Diana tersenyum tipis, mencoba mencairkan suasana. “Beberapa waktu lalu aku juga sempat ada penerbangan ke luar kota. Mungkin kalau kita sudah saling kenal, aku akan lebih mudah mengenalmu waktu itu.”
“Oh, mungkin begitu. Rute penerbanganku tidak menentu, kadang hanya lokal, kadang sampai ke luar negeri, tergantung jadwal,” balas Vartan dengan senyum tipis. Ia memaksakan keramahan, setidaknya demi menjaga nama baik keluarganya.
Diana mengangguk sopan, kedua tangannya meremas ujung serbet di pangkuannya. Percakapan bergulir seadanya, penuh basa-basi yang terdengar hambar. Diana berusaha ramah, tapi Vartan hanya menjawab sebatas perlu.
Tak lama kemudian, suara langkah terdengar. Orang tua mereka kembali masuk dengan wajah penuh senyum, seolah lega karena kedua anak itu sudah “memulai” perkenalan. Ibu Vartan menepuk bahu putranya, sementara ibu Diana duduk kembali di kursi dengan tatapan puas.
Bagi Vartan, momen itu hanya menambah sesak di dadanya. Senyum ibunya adalah tekanan, sedangkan ingatan tentang Neva kian menjerat, menegaskan betapa hatinya bukan di meja makan itu.
*
Udara malam terasa menyesakkan ketika Vartan melangkah cepat menuju pintu. Namun suara ibunya menahan langkahnya.
“Vartan, kenapa kamu buru-buru pulang? Tunggu sebentar, Ibu belum selesai bicara.”

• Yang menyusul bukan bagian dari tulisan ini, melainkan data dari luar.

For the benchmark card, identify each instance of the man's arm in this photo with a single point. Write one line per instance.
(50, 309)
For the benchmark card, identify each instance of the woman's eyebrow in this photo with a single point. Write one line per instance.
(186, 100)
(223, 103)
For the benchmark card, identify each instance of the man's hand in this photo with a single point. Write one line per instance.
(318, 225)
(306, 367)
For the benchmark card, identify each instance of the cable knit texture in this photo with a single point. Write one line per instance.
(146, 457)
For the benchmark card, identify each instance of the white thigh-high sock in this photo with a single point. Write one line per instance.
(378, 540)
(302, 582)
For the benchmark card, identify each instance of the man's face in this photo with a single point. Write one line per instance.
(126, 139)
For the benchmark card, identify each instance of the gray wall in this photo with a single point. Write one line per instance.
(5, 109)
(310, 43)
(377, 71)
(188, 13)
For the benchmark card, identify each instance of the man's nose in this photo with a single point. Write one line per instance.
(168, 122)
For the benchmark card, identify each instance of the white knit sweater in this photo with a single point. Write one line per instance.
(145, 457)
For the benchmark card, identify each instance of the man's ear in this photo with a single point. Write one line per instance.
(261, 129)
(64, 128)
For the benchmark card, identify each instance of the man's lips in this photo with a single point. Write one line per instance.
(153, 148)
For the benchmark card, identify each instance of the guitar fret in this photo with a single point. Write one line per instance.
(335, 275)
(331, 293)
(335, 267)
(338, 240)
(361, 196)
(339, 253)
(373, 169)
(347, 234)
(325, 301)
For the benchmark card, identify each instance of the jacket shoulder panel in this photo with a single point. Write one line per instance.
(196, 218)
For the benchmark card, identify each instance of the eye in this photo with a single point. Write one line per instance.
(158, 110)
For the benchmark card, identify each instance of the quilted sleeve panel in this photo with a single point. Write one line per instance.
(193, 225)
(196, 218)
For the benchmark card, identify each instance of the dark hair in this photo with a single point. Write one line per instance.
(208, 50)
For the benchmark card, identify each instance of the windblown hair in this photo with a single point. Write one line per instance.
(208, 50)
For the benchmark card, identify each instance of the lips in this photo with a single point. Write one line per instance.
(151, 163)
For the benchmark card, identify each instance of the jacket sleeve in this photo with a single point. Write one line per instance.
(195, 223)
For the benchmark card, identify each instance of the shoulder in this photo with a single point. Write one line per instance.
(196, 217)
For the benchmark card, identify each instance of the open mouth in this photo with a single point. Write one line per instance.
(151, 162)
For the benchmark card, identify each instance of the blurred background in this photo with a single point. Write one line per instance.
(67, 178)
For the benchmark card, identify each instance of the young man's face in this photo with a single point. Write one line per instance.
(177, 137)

Ia memejamkan mata, menekan emosi yang hampir meledak. “Aku lelah, Bu. Aku ingin istirahat.”
“Sebentar saja,” desak ibunya, nada memaksa yang tak bisa ia lawan.
Vartan berhenti. Napasnya berat, matanya menatap lantai. “Ya, Bu… ada apa?” tanyanya dengan getir.
Senyum ibunya mengembang, penuh keyakinan. “Bagaimana menurutmu Diana tadi? Kamu suka padanya? Dia cantik, kan? Dokter cantik.”
Setiap kata itu seperti duri menusuk hati Vartan. Dengan terpaksa, ia menjawab, “Iya, dia cantik, Bu. Tapi aku tidak tertarik padanya.”
Langkahnya kembali cepat, berharap segera meninggalkan rumah itu. Namun kalimat ibunya menghentikannya lagi.
“Tidak tertarik mungkin karena cinta di antara kalian belum tumbuh. Tapi Ibu yakin, nanti cinta itu akan tumbuh.”
Jantung Vartan berdegup kencang, wajahnya tegang. “Aku tidak mau, Bu, dipaksa seperti ini.” Suaranya parau, nyaris pecah.
Namun ibunya menatap tajam, suara penuh ketegasan. “Tidak bisa, Vartan. Kamu tidak bisa menolak perjodohan ini. Bagaimanapun, kamu akan tetap menikah dengan Diana nanti.”
Dunia seakan runtuh menimpa Vartan. Kakinya terpaku, dadanya sesak, seakan napas direnggut dari paru-parunya. Kata-kata ibunya bagaikan belenggu, menghancurkan hatinya yang hanya terpaut pada Neva. Di satu sisi ia anak yang patuh, di sisi lain hatinya memberontak. Tapi bagaimana mungkin ia bisa mengkhianati Neva?
Di balik tatapannya yang kosong, jiwa Vartan merintih—seolah suaranya tenggelam dalam jeritan yang tak seorang pun mendengar.